Defenseman Mark Eaton
added, “This personalizes it a little more where we get to actually pick out the gifts. When we go see the children (to pass out the gifts), we can tell them why we picked each thing out. For example, I picked out a tractor for a little guy. Tractors were always something I had to have around my house when I was little kid, so this lets you put more meaning into it.”
The idea of Wednesday’s event, created by the players and set up by Rina, is designed to have each player either shopping solo or paired with their wife, fiancé, girlfriend or another teammate to choose toys for each child in the hospital based upon their age group. The children’s ages range from newborn to 18.
Eaton and his wife, Dori, had two age groups to shop for: 0-2 and 2-5. The two had a slight edge on some of Eaton’s teammates, as they have two young daughters of their own.
“We have a 3-year-old and a soon-to-be 7-year-old, so picking out these toys should be pretty easy,” Eaton said. “You kind of know your way around here a little better.”
However, finding the right toys is not always the easiest task.

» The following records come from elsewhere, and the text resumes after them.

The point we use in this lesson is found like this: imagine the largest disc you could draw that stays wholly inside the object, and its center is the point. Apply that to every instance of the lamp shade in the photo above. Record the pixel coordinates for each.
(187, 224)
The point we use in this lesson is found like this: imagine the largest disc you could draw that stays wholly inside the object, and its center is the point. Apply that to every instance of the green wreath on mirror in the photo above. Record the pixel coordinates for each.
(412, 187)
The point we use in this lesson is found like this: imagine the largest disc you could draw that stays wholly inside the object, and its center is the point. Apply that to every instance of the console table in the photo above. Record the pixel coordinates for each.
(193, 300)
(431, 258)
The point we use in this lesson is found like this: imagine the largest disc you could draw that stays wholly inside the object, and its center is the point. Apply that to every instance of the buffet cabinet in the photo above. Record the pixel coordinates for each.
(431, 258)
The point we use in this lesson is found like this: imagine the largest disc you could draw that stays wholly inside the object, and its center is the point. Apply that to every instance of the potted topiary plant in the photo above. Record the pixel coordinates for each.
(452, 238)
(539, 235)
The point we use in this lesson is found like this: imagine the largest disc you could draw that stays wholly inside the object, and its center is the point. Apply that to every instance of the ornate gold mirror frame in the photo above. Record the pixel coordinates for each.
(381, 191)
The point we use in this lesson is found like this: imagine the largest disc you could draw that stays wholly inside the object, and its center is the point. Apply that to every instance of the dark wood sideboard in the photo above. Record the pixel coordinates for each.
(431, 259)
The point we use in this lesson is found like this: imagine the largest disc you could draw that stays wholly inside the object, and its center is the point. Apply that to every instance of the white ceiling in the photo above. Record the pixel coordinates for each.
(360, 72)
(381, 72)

Streit’s shopping partner was his fellow Swiss native, Nino Niederreiter
. The two had a wide range of children to shop for, both boys and girls, so their cart was overflowing. Niederreiter, just 19, was able to remember his childhood and the toys he had.
“We got Crocodile Dentist in here, I definitely remember that when I was young,” he said. “We also got Monopoly and we got Barbie for the girls. It’s been really fun, but it’s also a little tricky to find the right toys for the right age groups.”
|Matt Martin and Michael Grabner shop for toys to give to kids during the team's holiday hospital visits around the holidays at Toys "R" Us on Wednesday, Nov. 30, 2011. Click on the photo to view a gallery. |
Two players who had no time finding toys for their age group were forwards Michael Grabner
and Matt Martin
. They were very careful to choose each one individually, taking their time to hit each aisle to find the perfect gifts. From Transformers to Legos to a stuffed Smurf toy, they had it all.
“We have 13-18-year-old boys, so that’s stuff that we played with,” Grabner said. “We can choose whatever we like, so that makes it extra fun.”
Looking beyond the toy selection, this event puts the holiday season and the reason for the event into perspective for the players.
“I think giving presents to the children in the hospitals is a great thing for us to do,” Martin said. “Any chance we have to give back to our communities and help out, we will. We want to show how much we appreciate them.”
While Streit added, “It’s Christmas time and it’s tough to see the kids in the hospital and being sick. It’s just great to give them a present and cheer them up. To see a smile on their face and their eyes light up, it’s nice. I know all of the guys love to do this.”
The Islanders players donated their time for the morning shopping spree and will spend next Wednesday with the children who they selected gifts for, but Shearer feels like the children appreciate more than just the gifts they’ll receive from the players.
“I think it means a lot, especially when it’s in their own area,” Shearer said. “It gives them (the children) something to root for (in the Islanders). It’s inspirational to see the players come in and to be doing so many good things. For the children to have that and to watch them play, it’s great. It helps them to get healthy.”
For the Islanders, that’s what the holiday season is all about.